Chinese Mutual Funds See Small Rebound

Chinese mutual funds posted moderate gains in February after declining more than seven percent in January, according to a recent report.

The six-month average for all types of mutual funds is still in the red, due to China's struggling stock market, according to Lipper Fund Market Insight Reports.

"Good February performance of small and medium shares made up for that of blue chips and bolstered fund returns," said Zhou Liang, head of research for China at Lipper. "But the growth was modest, and the half-year returns ended February were still negative."

Mutual funds invested in stocks posted a 1.2% growth last month, and mixed stock/bond funds saw a growth between 1.04% and 0.66%, depending on the combination.

Qualified Domestic Institutional Investor products outperformed their domestic peers, with an average growth of 3.32% for February.

Qualified Foreign Institutional Investor products reported a loss of 1.26%, due to deteriorating global economic prospects.

Mutual fund investors should pursue safer products like bond-invested funds that could beat inflation growth, Zhou said, and avoid looking for big profits.

Canadians Go Back to Mutual Funds in February

Canadian investors purchased between $5.9 billion and $6.5 billion in mutual funds during the month of February, a significant jump from January sales, according to the Investment Funds Institute of Canada.

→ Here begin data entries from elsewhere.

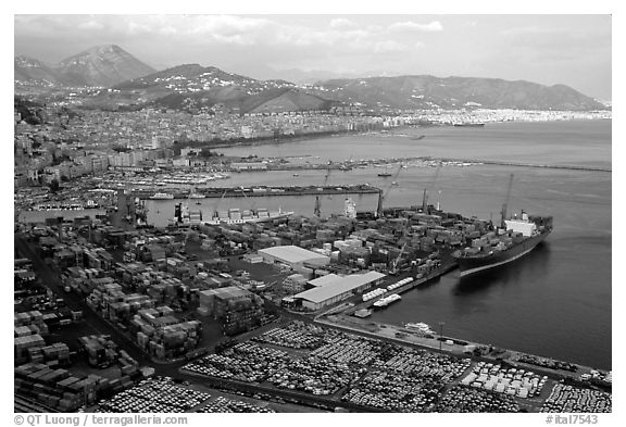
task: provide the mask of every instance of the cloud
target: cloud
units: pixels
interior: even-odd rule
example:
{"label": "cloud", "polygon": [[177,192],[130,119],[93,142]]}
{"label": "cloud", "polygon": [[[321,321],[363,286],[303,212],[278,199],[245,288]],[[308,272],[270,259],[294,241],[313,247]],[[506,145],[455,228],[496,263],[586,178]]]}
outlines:
{"label": "cloud", "polygon": [[429,24],[418,24],[412,21],[397,22],[389,26],[389,30],[392,33],[400,32],[424,32],[424,33],[435,33],[442,32],[443,25],[439,21],[433,21]]}
{"label": "cloud", "polygon": [[356,24],[346,17],[330,20],[330,28],[353,28]]}
{"label": "cloud", "polygon": [[378,41],[373,46],[374,53],[401,52],[406,50],[406,46],[393,40]]}

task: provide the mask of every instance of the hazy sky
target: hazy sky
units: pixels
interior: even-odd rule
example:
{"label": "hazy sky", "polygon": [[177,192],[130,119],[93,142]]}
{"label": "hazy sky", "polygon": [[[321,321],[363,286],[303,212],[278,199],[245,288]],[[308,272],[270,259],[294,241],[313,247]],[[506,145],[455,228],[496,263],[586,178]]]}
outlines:
{"label": "hazy sky", "polygon": [[611,100],[609,15],[15,15],[15,54],[115,43],[156,68],[299,68],[565,84]]}

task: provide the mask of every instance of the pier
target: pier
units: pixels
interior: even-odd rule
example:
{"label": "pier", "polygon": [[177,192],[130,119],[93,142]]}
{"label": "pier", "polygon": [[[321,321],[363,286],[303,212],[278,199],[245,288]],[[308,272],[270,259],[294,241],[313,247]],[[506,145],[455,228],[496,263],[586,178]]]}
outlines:
{"label": "pier", "polygon": [[[166,188],[160,189],[160,192],[167,192]],[[336,196],[336,194],[378,194],[380,189],[370,185],[353,186],[290,186],[290,187],[231,187],[231,188],[197,188],[196,194],[204,198],[240,198],[240,197],[266,197],[266,196]],[[139,199],[152,199],[155,191],[134,190],[133,196]],[[174,191],[170,192],[173,199],[187,199],[189,192]],[[164,199],[167,200],[167,199]]]}

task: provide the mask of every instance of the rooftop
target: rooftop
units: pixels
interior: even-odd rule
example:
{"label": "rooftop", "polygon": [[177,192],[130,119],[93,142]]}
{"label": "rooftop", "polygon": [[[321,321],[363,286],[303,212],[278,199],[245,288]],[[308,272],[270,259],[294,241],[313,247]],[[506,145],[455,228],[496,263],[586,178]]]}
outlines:
{"label": "rooftop", "polygon": [[289,263],[300,263],[312,260],[329,260],[326,255],[308,251],[306,249],[302,249],[292,244],[260,249],[259,252],[271,256],[276,256]]}
{"label": "rooftop", "polygon": [[330,281],[329,279],[327,279],[326,285],[317,286],[313,289],[300,292],[296,294],[295,298],[311,301],[314,303],[320,303],[338,294],[350,292],[353,289],[359,288],[360,286],[378,280],[383,277],[385,277],[385,275],[378,272],[367,272],[365,274],[352,274],[350,276],[345,277],[336,276],[335,280]]}

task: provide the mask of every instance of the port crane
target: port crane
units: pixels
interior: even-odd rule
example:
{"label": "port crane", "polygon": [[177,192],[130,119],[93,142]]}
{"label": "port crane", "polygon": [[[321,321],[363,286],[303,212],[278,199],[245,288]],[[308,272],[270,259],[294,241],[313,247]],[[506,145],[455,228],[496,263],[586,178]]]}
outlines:
{"label": "port crane", "polygon": [[435,171],[435,176],[433,177],[433,179],[430,180],[428,187],[426,187],[424,189],[424,197],[422,199],[422,212],[423,213],[428,213],[428,193],[433,192],[433,189],[435,188],[435,183],[437,181],[437,178],[439,177],[439,171],[441,169],[441,162],[439,162],[437,164],[437,171]]}
{"label": "port crane", "polygon": [[239,188],[241,188],[241,193],[243,194],[243,198],[246,199],[246,201],[247,201],[248,203],[250,203],[250,210],[251,210],[251,211],[255,211],[255,210],[256,210],[256,202],[252,201],[252,200],[248,197],[248,194],[246,194],[246,190],[243,189],[243,187],[239,187]]}
{"label": "port crane", "polygon": [[[322,187],[325,187],[328,184],[328,178],[330,177],[330,162],[328,162],[328,168],[326,169],[326,176],[324,177],[324,184]],[[315,208],[313,209],[313,215],[321,217],[322,216],[322,201],[320,200],[320,196],[315,196]]]}
{"label": "port crane", "polygon": [[511,188],[513,187],[513,174],[509,177],[509,186],[506,188],[506,198],[504,199],[504,204],[502,204],[502,223],[500,224],[502,228],[506,228],[506,209],[509,208],[509,199],[511,199]]}
{"label": "port crane", "polygon": [[383,216],[383,202],[385,201],[385,198],[388,196],[392,184],[398,178],[398,175],[400,175],[400,171],[402,171],[402,164],[398,165],[398,169],[393,173],[393,177],[391,178],[389,184],[387,184],[387,187],[385,187],[385,190],[378,191],[378,206],[376,208],[376,217],[378,217],[378,218]]}
{"label": "port crane", "polygon": [[391,262],[391,269],[389,271],[389,274],[391,274],[391,275],[398,274],[398,263],[400,262],[400,259],[402,258],[402,254],[404,253],[404,249],[406,249],[406,243],[408,242],[404,242],[404,244],[402,246],[402,249],[400,250],[400,253]]}

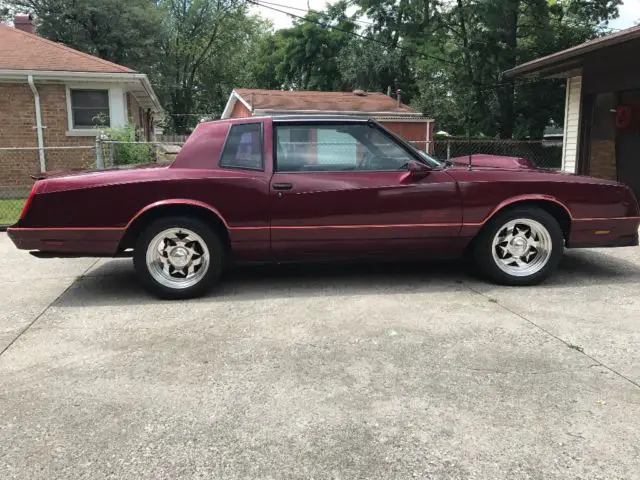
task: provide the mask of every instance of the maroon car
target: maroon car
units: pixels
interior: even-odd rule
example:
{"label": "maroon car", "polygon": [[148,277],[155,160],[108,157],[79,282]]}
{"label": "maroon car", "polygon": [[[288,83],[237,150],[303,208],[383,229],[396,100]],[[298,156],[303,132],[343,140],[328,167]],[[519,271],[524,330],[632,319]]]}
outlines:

"With preliminary sales estimates at close to $6.2 billion for February, Canadian investors have sent a signal that they are still committed to RRSP investment in 2008," said Pat Dunwoody, vice-president of member services and communications with IFIC.

Canadian investors bought a net $460.5 million in mutual funds in January, favoring short-term money market funds.

IFIC said investors have started to look longer term, with 50% of estimated February flows going into long-term funds.

IFIC estimated net assets of the mutual fund industry are currently between $676.2 billion and $681.2 billion.